Meet our Solace SME Exhibitors
Hello Lamp Post
Hello Lamp Post developed an interactive digital platform that invites people to strike up interesting, surprising and often funny conversations with familiar street objects (e.g. lamp posts, bins, post boxes, etc) using text messages or Facebook Messenger, encouraging people to look at the city with fresh eyes and see it as a playground. Having won the inaugural 2013 Playable City Award, the business develops products that can engage residents, tourists and communities, thereby promoting social liveability in cities.
VU.City
VU.CITY has developed an accessible and interactive 3D platform in the world that helps planner in the built environment make faster, more informed decisions. Through a combination of data, vast modelling and intelligent analysis, VU.CITY platform shows the real-life impact of new buildings and infrastructure on their surrounding environment and is accurate to within 15cm, enabling new schemes to be securely tested and developed.

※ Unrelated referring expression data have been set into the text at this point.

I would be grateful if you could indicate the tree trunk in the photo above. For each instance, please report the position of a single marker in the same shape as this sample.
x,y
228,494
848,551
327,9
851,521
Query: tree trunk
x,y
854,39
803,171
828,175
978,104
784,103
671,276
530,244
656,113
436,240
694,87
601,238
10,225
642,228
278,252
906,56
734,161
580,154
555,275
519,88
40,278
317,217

At the Solace Summit, VU.City used the Igloo to showcase a demonstration where they have covered the whole of London and the centres of other major cities, including consented but as-yet unbuilt schemes, enabling planning decisions to be made taking into account the future for London.
Tiascope
Tiascope produces automated transport modelling for developers, local authorities and transport planners to take the guesswork out of transport planning, providing a robust and transparent basis for discussion and agreement of site impacts that could save costs and time in research. It produces models for residential site location in seconds from a simple web interface, so that one can quickly understand: where development traffic is going to go, what is the area of impact, and which junctions should be assessed in detail. At the summit, Tiascope showcased its modelling interface that can map out: local authority and trunk road locations, accident data, cycle routes, committed developments (council dependent), rail stations and patronage, and a variety of background mapping.
Podaris
Podaris has developed real-time collaborative transport planning platform for planners, engineers, policymakers, and public stakeholders. It lets users create proposal development and feasibility studies, create multi-modal transport networks to share with collaborators and analyse their costs and benefits, and access to analytical tools to give insights on travel-time and spatial connectivity. At the summit, Solace showcased their parametric design tools that can ensure that right-of-way, travel-time, and capacity calculations are extremely accurate from day one, based on validated engineering properties from transport technology vendors.
CoPlug
CoPlug provides a suite of cloud-based digital tools to support end to end processes of social infrastructure planning. Their aim is to bring together creative thinking and digital advancements in the built environment sector to create innovative ‘place-based’ digital concepts. With an interdisciplinary team of urban planners, health experts, urban designers, software engineers and data scientists, they take their services to multiple stakeholders to co-design and deliver digital products that can add value to local governments and communities. They have deployed their technology internationally; including developing a Geo-spatial AI enabled digital framework for planning of cities in North Africa and carrying out a DFID funded programme focusing on Smart Cities and capacity building within local governments in India. At the summit, they spoke about their services in predictive analytics, spatial data analytics, dynamic spatial mapping.
Emu Analytics
Emu Analytics is a data science and software company that captures, analyses, and visualises big location data in real-time. Their sector focuses include, and not limited to: mobility, smart city & government, retail & leisure, real estate, health & insurance, and utilities & logistics. They have published a number of interactive maps that can track data that are important for policy makers to visualise and gain insights from, such as noise pollution areas, low income and poverty areas, age demographics, tube stations, people movements, and other location data. One of their existing customers is Barking and Dagenham council. At the summit, Emu Analytics used the Igloo to showcase one of their interactive maps.
QRoutes
QRoutes is a cloud-based tool that interfaces with existing databases to allow new customers to easily plug-in and get going quickly. Their main goal is to serve more home-to-school passengers, and to reduce home-to-school transport costs for UK local authorities. Its speed and flexibility enable planners to work in new ways; for example, this year Wiltshire County Council used QRoutes to help inform the best place for new schools as part of a £20m investment. Since 2016, they have taken on 30 local authority customers, and on average have saved their customers between 10-20% in cost by reducing the number of contracts required to deliver both mainstream and statutory Special Educational Needs and Disabilities (SEND) home to school transport.
Plan X
Plan X is a digital planning guide that makes planning simpler, for everyone. Historically, planning information is published as multiple documents and websites – which have to be manually and assessed every time. This leads to a huge amount of repetitive work, confusion and mistakes, both for applicants and planners. Plan X allows visitors to a councils website to self-triage and check their proposals against planning legislation and guidance. The result is a digital planning service that is simpler and more transparent for applicants and could free-up thousands of hours of planning officer’s time. Plan X is being developed by Open Systems Lab, a non-profit R&D lab based in London.